Zbudować system to jedno. Przekonać ludzi, żeby z niego korzystali - to zupełnie inna liga.
W tym odcinku bierzemy na warsztat zarządzanie zmianą - ten najbardziej niedoceniany, a jednocześnie kluczowy element wdrożeń IT i transformacji biznesowych.
✅ Dlaczego 70% zmian kończy się porażką?
✅ Jak zminimalizować opór zespołu i nie uruchomić „cichego sabotażu”?
✅ Kiedy naprawdę zaczyna się proces zarządzania zmianą (spoiler: nie przy szkoleniu)?
✅ Jak zbudować komunikację i zaangażowanie krok po kroku?
✅ Praktyczny przykład wdrożenia systemu B2B i planowania działań z zespołem.
Ten odcinek to obowiązkowa pozycja dla:
- managerów
- liderów projektów IT
- właścicieli firm
- wszystkich, którzy nie chcą tonąć jak Tytanic, bo zignorowali „czynnik ludzki”.
Porozmawiajmy o Twoim.
Porozmawiajmy!🎙️Wprowadzenie i kontekst biznesowy
Cześć, dzień dobry. Witam was w podcaście IT i Biznes. Nazywam się Grzegorz Tabor i na co dzień prowadzę trzy firmy, w tym firmę programistyczną, agencję doradczo-rekrutacyjną i SaaS do monitoringu cen konkurencji dla e-commerce.Podcast IT i Biznes kieruję do właścicieli firm oraz menedżerów, którzy na co dzień współpracują w swoich firmach często i dużo z szeroko pojętym IT i chcieliby realizować owe projekty IT bardziej świadomie i skuteczniej. Odcinek 51. Jak nie zostać kapitanem Tytanica? Zarządzanie zmianą najtrudniejsza część każdego projektu.

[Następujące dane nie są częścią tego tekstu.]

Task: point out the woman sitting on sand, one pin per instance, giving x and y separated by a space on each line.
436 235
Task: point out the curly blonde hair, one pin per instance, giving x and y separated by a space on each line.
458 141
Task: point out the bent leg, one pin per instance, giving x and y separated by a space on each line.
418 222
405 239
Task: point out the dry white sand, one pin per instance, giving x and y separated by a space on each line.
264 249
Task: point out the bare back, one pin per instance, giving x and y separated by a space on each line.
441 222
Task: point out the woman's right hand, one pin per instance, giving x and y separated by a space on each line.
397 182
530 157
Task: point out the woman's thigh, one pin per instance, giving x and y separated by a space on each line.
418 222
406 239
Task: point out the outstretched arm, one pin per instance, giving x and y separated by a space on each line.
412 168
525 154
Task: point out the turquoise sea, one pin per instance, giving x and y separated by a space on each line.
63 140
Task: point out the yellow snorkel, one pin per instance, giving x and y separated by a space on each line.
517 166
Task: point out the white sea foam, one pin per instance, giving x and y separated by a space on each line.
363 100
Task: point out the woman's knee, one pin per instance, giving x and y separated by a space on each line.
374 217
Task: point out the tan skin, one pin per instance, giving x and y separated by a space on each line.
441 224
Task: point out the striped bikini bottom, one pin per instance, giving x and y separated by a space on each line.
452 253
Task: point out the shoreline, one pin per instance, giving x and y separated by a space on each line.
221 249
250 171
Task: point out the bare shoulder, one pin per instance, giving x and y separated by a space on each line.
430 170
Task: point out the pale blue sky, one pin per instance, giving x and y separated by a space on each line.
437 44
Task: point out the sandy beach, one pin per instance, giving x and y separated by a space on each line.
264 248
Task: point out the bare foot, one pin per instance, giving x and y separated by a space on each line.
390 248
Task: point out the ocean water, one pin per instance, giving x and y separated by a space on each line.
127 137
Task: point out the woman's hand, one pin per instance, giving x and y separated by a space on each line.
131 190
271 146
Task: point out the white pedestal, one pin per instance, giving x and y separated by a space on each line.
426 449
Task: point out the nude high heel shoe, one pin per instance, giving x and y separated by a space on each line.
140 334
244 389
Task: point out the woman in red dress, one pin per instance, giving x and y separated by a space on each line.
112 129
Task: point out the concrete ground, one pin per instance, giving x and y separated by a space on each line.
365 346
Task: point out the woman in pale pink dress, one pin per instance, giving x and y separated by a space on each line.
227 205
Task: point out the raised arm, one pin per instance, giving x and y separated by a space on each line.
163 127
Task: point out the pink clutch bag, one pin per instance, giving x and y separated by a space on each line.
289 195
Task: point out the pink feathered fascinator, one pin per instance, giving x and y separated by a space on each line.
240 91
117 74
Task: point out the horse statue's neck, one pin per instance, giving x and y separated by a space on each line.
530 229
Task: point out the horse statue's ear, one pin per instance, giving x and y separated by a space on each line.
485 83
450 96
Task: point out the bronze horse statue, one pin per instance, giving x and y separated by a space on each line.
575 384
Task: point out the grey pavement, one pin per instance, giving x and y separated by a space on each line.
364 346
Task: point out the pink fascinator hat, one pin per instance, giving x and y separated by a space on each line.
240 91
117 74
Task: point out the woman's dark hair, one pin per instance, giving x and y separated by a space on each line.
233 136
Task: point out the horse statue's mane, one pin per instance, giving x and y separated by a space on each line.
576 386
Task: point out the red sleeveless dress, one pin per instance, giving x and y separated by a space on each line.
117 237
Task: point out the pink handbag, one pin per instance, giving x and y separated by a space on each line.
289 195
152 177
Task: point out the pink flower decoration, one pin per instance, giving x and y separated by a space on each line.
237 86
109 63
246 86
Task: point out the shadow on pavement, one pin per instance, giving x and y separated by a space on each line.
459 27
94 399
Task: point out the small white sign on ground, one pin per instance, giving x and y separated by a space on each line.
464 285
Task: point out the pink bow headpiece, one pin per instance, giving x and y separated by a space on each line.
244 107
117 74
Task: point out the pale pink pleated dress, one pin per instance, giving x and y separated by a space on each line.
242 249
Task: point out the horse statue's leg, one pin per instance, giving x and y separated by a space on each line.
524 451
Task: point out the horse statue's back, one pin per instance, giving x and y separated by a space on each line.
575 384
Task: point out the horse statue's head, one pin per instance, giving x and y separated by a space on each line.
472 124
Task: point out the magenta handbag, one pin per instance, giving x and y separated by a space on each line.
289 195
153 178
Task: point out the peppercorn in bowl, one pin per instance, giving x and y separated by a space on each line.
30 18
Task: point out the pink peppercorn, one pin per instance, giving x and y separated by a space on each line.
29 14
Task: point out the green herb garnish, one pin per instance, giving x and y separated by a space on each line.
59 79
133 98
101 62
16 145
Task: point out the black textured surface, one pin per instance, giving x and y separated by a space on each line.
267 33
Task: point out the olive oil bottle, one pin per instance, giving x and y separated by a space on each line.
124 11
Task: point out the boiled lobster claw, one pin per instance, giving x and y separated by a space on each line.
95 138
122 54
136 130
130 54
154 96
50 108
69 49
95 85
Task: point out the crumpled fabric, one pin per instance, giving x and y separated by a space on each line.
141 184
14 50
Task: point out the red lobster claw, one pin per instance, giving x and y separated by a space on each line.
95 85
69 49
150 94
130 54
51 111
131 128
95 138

Napisanie i uruchomienie nowego systemu to często dopiero połowa sukcesu. Prawdziwe wyzwanie zaczyna się wtedy, gdy trzeba przekonać ludzi do zmiany i sprawić, by faktycznie korzystali z tego nowego systemu. W tym odcinku porozmawiamy o tym, dlaczego zarządzanie zmianą jest kluczowym, a jednocześnie często niedocenianym i często także zapominanym elementem projektów IT i biznesowych.
Nie przedłużając serdecznie zapraszam do części głównej dzisiejszego odcinka. Cześć, dzień dobry. Witajcie w kolejnym odcinku podcastu IT i Biznes.
⚠️ Dlaczego zarządzanie zmianą to nie „miły dodatek”, tylko klucz projektu?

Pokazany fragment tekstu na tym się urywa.